Des pays centrés sur les villes aux pays ruraux
Partisans des départements et des cantons, les légistes dominant les ministères des Finances et de l’Intérieur ont peu à peu réussi à marginaliser les économistes et géographes ayant longtemps animé la Datar et le Plan et partisans des régions et des arrondissements. Les premiers ont tout fait pour émietter pays et arrondissements.
La France des légistes, c’est un État centralisé composant une région européenne unique. C’est une cinquantaine de gros départements substituables aux régions actuelles et quelque 2 000 communautés urbaines ou rurales venant remplacer les communes. Fusionner les départements alsaciens ou savoyards irait dans ce sens. De gros départements comme seuls intermédiaires entre la tête nationale et la base intercommunale substituée aux communes, tel est le credo.
La France des économistes et des géographes, c’est une fédération fraternelle de grandes régions animées par de véritables métropoles, quelque 300 agglomérations animant des bassins d’habitat et d’emploi à la dimension des arrondissements et des communes vivantes coopérant fraternellement entre voisines de multiples façons.
Habiles à rédiger les textes, nos légistes s’emploient à vider de leur sens les mots de leurs adversaires. Il en va ainsi du mot métropole. Loin d’être chargées d’animer de vastes pans du territoire, les métropoles vont se voir octroyer des compétences essentiellement locales jusqu’ici abusivement centralisées à la région ou au département. Leur tutelle sur les communes sera également renforcée. De même pour le mot pays. Il devait exprimer « les solidarités réciproques entre la ville et l’espace rural » disait en 1994 le projet de loi Pasqua. Un « le cas échéant » sera glissé en 1995 dans le texte voté. Tout faire pour ruraliser les pays, les rapprocher des cantons, les éloigner des arrondissements. Ces derniers, pris comme cibles, sont par ailleurs dépouillés de leurs hôpitaux, maternités, tribunaux d’instance, chambres de commerce ou sous-préfets.

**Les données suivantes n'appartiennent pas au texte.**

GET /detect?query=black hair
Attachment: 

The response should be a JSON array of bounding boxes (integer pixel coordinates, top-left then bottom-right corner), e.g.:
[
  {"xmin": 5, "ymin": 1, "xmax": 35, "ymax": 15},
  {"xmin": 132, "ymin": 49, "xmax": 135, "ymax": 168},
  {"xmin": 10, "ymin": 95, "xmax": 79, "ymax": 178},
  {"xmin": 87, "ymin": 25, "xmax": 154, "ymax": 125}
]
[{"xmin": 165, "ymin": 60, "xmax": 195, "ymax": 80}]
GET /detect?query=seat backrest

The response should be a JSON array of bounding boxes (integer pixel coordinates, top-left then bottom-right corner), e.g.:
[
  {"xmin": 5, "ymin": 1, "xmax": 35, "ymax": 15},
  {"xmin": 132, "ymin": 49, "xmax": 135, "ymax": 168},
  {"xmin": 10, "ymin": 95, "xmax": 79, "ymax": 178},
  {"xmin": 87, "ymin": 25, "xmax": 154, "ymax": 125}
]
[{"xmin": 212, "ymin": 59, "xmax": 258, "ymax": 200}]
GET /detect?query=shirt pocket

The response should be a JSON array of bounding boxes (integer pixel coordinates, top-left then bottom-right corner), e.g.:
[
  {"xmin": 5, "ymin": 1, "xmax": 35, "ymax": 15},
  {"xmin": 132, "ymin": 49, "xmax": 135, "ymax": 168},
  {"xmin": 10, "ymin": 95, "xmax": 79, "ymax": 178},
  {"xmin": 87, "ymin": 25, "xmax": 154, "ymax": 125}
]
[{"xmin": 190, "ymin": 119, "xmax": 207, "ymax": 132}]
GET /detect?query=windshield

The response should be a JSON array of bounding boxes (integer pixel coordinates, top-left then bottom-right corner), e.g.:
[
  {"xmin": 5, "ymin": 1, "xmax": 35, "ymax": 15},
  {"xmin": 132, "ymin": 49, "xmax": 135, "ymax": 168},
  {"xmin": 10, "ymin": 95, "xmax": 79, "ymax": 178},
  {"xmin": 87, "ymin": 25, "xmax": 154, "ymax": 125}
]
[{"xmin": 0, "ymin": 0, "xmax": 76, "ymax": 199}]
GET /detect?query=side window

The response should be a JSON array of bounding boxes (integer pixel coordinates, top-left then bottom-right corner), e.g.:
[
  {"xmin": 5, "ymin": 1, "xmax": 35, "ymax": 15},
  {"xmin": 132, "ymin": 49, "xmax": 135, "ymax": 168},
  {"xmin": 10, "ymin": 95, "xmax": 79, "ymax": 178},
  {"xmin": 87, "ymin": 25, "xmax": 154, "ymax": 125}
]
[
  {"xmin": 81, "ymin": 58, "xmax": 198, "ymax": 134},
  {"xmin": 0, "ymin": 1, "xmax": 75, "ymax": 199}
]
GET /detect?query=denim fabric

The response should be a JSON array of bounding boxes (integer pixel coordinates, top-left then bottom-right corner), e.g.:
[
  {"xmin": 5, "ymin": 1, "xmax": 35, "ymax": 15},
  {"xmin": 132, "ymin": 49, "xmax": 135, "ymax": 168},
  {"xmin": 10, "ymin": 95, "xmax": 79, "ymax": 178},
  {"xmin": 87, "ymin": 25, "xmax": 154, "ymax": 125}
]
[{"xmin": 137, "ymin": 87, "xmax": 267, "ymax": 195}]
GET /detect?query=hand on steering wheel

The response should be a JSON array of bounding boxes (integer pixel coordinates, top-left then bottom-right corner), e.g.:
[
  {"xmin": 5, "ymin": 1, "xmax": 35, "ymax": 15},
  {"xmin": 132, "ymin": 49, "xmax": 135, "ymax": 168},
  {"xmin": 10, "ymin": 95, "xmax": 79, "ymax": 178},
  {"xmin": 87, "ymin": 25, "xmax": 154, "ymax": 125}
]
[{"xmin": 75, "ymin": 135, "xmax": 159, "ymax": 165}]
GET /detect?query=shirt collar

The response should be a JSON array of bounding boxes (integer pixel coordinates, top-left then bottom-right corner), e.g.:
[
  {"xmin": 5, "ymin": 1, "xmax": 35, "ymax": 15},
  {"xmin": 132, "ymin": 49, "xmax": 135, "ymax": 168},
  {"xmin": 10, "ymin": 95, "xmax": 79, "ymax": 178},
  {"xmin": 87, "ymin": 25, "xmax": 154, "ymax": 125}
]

Trois cartes de Bretagne témoignent du progressif émiettement des pays depuis 1964. Toutes trois ont pour fond les aires urbaines définies en 2010 par l’Insee à partir des données du recensement 2008. Les « grandes aires urbaines », au nombre de 17, y figurent en gris foncé. Rappelons leur définition : « ensembles de communes, d'un seul tenant et sans enclave, constitués par un pôle urbain (unité urbaine) de plus de 10 000 emplois, et par des communes rurales ou unités urbaines (couronne périurbaine) dont au moins 40 % de la population résidente ayant un emploi travaille dans le pôle ou dans des communes attirées par celui-ci ». Le gris pâle regroupe les aires « petites » ou « moyennes » centrées sur des pôles offrant plus de 1 500 ou 5 000 emplois et un certain nombre de communes dites « multipolarisées », 40% au moins de leurs actifs ayant un emploi travaillant dans une aire urbaine plus ou moins importante. Sont en blanc les communes gardant la plupart de leurs actifs, communes éloignées des villes ou riches en emplois comme Lanvéoc dans la presqu’ile de Crozon, siège de l’École navale et d’une base aéronautique.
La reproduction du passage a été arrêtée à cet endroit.